E Komo Mai

W4

 

Intentions and actions are often jarringly out of sync. Oddly, Hawai‘i law takes intention into account, as in causing injury with intent as opposed to accidentally. The injury may be the same in each case, but the response to the perp differs according to intent.

I’ve intended to come back to update this site for...oh...years. Now I intend actually to do it. Maybe. You know how intentions go.

David Bertley Babineau was the Babineau Hawai‘i paterfamilias. Dad died at home in Kailua in 2005 at the age of 93 and is now one with the Pacific; we scattered his ashes on the waters off his beloved Kailua Beach.

My branch of the family came from Canada.
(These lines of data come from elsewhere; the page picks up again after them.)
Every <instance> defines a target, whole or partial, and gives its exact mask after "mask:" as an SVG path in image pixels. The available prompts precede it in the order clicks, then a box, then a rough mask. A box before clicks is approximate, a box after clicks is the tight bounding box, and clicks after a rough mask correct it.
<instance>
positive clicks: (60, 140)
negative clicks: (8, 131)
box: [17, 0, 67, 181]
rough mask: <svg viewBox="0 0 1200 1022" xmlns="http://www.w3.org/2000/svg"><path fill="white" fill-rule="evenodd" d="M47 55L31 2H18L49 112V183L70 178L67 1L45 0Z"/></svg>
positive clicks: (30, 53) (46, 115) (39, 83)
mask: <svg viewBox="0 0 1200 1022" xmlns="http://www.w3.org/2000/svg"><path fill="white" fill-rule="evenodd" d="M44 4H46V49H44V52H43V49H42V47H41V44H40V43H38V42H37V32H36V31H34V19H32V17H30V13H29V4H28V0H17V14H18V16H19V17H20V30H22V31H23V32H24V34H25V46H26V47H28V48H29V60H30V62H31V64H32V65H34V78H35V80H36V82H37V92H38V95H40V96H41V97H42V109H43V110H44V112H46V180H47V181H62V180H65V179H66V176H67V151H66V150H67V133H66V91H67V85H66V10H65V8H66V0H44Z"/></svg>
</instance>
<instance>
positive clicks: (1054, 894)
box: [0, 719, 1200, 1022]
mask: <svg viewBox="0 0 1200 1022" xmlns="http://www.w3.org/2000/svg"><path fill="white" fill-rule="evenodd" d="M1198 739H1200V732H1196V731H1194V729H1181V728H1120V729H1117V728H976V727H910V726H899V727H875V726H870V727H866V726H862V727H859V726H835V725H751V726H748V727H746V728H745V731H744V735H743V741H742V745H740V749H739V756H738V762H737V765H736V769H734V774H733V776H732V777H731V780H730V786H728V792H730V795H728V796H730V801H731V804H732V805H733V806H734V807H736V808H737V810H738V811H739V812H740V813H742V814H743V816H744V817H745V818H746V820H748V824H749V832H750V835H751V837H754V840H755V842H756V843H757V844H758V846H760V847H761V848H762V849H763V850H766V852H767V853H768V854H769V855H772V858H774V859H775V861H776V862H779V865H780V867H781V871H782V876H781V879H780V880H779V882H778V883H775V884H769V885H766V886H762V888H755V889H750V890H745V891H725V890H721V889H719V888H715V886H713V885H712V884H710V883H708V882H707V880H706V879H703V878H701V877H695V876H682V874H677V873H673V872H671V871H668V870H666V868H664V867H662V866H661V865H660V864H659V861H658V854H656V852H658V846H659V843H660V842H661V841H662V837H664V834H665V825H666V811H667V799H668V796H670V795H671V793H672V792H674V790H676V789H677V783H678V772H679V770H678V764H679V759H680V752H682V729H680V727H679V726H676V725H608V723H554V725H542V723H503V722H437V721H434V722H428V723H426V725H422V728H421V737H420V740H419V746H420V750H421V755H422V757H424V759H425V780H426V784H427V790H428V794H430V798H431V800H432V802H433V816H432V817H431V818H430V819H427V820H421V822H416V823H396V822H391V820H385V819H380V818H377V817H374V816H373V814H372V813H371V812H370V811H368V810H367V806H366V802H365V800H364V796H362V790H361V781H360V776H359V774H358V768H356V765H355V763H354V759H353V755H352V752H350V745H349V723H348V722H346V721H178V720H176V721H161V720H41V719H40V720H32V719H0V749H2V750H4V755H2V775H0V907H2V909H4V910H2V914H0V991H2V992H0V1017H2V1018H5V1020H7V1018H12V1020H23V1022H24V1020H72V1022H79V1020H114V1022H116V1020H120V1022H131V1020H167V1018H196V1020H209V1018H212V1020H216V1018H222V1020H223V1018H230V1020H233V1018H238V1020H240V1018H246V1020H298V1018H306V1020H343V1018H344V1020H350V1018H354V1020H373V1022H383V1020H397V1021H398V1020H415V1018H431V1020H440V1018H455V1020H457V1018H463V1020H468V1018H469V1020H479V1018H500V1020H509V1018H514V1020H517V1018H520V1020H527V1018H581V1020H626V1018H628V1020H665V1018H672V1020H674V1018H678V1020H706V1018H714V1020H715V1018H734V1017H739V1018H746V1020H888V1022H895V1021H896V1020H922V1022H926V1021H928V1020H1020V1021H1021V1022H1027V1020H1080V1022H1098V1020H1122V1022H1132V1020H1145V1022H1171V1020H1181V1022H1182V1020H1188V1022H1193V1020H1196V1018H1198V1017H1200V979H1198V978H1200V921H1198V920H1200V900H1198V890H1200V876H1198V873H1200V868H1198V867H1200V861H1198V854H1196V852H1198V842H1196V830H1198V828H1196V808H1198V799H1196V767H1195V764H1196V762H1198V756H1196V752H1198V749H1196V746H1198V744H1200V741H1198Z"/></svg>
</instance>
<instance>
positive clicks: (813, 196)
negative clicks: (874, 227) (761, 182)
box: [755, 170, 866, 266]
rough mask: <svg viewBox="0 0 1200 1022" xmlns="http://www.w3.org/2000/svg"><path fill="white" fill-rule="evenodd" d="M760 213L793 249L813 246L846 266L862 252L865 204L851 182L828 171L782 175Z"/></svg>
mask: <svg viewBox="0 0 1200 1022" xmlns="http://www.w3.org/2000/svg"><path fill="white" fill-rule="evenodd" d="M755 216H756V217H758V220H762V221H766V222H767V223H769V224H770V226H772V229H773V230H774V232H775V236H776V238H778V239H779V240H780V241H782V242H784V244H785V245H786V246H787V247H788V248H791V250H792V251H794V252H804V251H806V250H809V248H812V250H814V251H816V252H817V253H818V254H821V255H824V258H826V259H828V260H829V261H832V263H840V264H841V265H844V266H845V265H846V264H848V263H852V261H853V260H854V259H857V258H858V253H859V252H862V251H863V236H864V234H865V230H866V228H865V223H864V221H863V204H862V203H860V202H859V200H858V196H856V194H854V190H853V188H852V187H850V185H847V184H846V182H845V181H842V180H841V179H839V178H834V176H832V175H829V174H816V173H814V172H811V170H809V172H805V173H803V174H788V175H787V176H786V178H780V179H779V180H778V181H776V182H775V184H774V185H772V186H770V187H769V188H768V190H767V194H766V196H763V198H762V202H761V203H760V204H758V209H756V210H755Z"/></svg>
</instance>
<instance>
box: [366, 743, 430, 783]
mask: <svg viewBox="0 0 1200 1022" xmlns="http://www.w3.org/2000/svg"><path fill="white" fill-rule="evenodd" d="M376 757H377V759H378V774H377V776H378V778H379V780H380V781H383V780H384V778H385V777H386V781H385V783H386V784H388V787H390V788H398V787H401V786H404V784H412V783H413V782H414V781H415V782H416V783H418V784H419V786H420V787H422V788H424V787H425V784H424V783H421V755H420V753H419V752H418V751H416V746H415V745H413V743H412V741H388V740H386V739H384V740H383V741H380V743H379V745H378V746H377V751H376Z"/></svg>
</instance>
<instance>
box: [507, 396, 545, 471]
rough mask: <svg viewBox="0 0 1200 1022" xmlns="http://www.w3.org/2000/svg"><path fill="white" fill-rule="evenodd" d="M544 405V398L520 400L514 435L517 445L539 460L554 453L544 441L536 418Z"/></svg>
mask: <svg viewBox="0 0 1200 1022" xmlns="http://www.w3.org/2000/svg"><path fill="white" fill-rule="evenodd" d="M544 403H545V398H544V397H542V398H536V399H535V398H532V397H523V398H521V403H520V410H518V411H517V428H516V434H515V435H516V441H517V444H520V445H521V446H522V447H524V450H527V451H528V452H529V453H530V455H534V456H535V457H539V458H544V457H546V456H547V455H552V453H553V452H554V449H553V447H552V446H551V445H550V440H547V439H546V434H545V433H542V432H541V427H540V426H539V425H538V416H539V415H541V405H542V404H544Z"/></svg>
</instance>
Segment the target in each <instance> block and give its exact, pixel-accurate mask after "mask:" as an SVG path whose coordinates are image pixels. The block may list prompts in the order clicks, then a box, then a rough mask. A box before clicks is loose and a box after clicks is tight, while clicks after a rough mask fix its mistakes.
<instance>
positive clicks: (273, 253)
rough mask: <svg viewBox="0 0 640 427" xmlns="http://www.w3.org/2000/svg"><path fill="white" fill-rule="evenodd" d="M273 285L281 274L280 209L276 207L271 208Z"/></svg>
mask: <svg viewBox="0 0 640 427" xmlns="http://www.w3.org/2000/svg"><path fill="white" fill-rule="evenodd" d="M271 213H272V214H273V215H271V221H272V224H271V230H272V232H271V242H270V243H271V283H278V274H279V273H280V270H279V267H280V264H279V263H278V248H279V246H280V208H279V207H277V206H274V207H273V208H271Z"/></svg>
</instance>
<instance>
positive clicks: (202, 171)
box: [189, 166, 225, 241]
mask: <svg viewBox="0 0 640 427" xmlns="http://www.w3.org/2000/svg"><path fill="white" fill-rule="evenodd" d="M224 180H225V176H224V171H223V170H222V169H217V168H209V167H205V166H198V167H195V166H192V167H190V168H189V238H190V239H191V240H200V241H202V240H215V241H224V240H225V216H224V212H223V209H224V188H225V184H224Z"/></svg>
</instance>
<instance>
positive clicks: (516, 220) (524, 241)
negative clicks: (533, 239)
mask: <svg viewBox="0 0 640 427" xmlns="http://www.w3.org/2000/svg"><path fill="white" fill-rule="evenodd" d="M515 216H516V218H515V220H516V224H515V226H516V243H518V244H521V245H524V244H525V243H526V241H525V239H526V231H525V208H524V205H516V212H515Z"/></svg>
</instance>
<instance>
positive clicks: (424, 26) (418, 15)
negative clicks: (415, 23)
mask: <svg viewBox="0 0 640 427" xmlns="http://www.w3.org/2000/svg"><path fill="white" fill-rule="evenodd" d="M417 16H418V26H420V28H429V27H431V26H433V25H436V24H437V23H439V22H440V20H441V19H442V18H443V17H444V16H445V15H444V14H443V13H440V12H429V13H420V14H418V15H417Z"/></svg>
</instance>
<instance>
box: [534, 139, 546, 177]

Dad was one of seven kids from Saskatchewan born to Mary Thompson, my Scottish grandmother, and Joseph Babineau, my possibly-French-Canadien grand-père. Dad was apparently the only one of the gang with sense enough to forsake the Great White North for these tropic islands: mahalo, Pops.

Dad’s final project was tracing the patrilineal tree of the Babineau family from France to the New World and beyond.

While Dad was researching his ancestry, my mother, DorothyRose Fisher, was busily writing her memoirs, engagingly if not concisely titled A Funny Thing Happened on the Way to My Funeral.

Mom was once known as the Bird Lady of Kailua for her dedicated and selfless care of all manner of birds. She had Federal licenses to care for endangered species and became a valuable resource for our local veterinarians. Among my favorite memories of Mom are the images of her overlooking the beach, arms flung wide as she releases a shearwater she nursed from serious injury back to health.